Kierowca autobusu miejskiego uderzył w sobotę w wiatę przystankową w Przyszowicach (woj. śląskie). Najprawdopodobniej stracił panowanie nad pojazdem na śliskiej nawierzchni. Kierowcy muszą liczyć się w ten weekend z trudnymi warunkami na drogach, panują oblodzenie i gołoledź.
"Dzisiaj na jednym z przystanków autobusowych przy ul. Gierałtowickiej w Przyszowicach doszło do kolizji autobusu z wiatą przystankową. Najprawdopodobniej kierujący stracił panowanie nad pojazdem na śliskiej powierzchni i uderzył w wiatę. W zdarzeniu nie było poszkodowanych. Nie było też konieczności interwencji czysto ratunkowych" – przekazali w sobotę strażacy ochotnicy z jednostki w Pyszowicach.

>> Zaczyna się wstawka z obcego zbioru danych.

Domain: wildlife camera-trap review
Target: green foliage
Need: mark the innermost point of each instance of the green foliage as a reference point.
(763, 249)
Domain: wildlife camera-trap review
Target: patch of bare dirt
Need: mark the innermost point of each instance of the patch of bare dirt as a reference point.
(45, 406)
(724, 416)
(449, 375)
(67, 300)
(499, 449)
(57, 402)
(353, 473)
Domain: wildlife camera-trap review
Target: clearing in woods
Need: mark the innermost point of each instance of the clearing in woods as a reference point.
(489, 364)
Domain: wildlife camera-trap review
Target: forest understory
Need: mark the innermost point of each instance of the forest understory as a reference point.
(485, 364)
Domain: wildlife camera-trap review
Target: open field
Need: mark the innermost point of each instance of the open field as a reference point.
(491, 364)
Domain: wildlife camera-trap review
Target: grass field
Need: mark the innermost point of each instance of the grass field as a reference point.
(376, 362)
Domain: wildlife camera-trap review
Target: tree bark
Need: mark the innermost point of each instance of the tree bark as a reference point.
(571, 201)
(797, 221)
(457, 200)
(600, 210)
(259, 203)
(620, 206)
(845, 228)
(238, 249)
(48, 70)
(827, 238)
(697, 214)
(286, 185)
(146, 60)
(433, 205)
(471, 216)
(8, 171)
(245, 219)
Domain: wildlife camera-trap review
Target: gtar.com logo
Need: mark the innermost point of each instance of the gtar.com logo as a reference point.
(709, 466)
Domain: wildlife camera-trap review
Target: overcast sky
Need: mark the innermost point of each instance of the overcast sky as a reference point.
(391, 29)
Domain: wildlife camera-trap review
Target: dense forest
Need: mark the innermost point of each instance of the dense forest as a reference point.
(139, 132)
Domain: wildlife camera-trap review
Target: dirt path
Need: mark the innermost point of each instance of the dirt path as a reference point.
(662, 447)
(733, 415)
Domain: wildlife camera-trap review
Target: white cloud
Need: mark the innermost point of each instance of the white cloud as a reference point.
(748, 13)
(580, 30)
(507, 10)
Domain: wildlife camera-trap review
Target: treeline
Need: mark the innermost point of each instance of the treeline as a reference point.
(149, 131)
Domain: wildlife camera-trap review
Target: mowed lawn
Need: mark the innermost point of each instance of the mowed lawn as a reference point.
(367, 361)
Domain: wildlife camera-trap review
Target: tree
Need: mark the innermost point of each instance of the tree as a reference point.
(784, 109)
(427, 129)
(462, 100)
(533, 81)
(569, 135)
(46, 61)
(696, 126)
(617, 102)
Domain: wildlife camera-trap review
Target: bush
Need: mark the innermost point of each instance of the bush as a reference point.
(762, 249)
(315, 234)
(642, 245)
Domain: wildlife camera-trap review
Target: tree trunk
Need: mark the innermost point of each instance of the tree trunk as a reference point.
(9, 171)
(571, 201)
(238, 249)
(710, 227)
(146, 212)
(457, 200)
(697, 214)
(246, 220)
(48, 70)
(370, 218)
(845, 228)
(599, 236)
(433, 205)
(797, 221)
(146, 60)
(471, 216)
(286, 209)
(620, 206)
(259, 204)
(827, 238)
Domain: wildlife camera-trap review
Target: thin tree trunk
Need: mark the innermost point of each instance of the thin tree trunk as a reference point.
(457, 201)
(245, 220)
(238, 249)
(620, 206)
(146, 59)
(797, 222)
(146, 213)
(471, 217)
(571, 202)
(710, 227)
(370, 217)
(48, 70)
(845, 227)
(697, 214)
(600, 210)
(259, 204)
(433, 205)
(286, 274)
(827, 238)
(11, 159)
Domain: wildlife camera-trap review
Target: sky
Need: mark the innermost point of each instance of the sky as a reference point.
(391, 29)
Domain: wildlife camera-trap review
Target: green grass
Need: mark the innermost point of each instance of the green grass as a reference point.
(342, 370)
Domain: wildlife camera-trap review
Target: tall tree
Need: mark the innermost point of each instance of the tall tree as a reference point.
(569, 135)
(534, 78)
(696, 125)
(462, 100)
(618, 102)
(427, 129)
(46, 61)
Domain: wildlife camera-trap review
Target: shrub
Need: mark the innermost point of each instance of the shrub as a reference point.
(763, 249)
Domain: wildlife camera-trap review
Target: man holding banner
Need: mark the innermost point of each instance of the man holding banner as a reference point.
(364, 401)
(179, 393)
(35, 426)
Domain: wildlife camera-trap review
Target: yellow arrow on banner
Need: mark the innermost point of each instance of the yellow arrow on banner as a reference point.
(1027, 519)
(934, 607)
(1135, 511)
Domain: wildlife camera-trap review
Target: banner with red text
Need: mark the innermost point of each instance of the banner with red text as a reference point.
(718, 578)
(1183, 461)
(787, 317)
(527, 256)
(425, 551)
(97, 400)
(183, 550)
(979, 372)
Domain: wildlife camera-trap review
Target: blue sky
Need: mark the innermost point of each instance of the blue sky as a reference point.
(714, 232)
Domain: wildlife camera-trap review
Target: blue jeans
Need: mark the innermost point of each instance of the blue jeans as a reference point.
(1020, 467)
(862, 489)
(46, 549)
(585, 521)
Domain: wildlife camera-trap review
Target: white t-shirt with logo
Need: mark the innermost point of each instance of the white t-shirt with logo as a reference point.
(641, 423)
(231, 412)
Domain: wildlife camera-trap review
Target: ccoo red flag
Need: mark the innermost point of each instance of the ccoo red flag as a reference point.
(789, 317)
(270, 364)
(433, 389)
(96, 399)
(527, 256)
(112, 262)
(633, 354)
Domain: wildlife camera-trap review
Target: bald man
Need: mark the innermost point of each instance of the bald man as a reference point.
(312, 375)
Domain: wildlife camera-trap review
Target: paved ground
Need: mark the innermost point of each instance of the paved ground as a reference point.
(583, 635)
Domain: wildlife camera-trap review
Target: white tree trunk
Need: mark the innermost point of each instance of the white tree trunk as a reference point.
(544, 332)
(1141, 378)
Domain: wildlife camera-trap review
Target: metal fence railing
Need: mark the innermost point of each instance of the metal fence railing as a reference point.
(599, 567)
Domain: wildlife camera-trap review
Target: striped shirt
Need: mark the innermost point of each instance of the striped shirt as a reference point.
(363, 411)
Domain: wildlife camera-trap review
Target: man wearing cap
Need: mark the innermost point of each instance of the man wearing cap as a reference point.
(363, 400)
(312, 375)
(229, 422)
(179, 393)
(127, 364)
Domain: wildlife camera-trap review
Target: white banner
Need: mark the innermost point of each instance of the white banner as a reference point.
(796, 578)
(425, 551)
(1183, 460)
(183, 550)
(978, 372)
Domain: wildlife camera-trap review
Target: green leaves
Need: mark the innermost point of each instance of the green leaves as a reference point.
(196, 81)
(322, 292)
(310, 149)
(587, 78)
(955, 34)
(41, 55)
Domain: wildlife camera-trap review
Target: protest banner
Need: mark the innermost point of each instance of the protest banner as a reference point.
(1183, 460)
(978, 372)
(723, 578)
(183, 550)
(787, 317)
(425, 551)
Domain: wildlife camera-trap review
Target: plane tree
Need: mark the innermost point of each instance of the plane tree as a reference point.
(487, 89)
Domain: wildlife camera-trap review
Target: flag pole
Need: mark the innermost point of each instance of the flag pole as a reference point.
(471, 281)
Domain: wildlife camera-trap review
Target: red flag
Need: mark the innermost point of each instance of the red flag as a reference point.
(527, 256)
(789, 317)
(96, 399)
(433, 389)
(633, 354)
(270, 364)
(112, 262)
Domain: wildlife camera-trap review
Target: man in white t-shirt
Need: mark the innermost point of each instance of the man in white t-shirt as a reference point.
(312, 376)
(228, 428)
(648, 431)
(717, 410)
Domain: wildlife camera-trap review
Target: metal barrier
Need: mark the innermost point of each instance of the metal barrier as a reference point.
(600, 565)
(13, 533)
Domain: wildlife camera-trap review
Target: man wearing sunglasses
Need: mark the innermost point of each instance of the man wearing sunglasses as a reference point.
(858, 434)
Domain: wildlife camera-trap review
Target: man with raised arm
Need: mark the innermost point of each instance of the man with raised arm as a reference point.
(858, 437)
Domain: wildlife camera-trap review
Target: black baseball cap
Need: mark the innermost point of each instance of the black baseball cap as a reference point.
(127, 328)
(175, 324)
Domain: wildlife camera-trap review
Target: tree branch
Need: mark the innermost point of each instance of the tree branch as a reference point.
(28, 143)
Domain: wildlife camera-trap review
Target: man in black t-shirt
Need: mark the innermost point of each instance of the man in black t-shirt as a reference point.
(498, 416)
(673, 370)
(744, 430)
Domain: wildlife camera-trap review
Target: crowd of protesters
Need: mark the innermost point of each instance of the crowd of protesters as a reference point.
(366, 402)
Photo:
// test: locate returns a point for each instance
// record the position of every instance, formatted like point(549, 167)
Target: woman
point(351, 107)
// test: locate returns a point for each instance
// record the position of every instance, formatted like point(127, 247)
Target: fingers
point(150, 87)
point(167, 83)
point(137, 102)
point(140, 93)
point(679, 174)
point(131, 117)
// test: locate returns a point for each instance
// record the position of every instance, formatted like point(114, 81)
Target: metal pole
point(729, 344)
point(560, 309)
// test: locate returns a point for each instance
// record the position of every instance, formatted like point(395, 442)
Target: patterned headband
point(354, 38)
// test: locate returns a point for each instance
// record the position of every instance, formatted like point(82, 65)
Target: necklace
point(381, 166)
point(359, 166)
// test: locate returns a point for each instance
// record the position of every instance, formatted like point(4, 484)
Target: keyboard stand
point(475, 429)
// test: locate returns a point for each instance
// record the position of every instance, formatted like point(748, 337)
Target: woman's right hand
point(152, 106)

Druhowie zostali zadysponowani na prośbę policji w celu "rozebrania i zabezpieczenia wiaty przystankowej, aby jej uszkodzona konstrukcja nie zagrażała przechodniom ani oczekującym pasażerom".
W wiatę przystankową uderzył autobus Przedsiębiorstwa Komunikacji Miejskiej w Gliwicach, jadący w stronę Gierałtowic. W autobusie uszkodzona została przednia szyba i boczne lusterko. Stojąca na wąskim chodniku przy zatoczce wiata o bardzo lekkiej konstrukcji została zniszczona.
W sobotę w woj. śląskim temperatura wynosiła około zera. W piątek w regionie obowiązywały ostrzeżenia przed oblodzeniem. Na niedzielę wydano podobne ostrzeżenie przed opadami marznącymi, powodującymi gołoledź.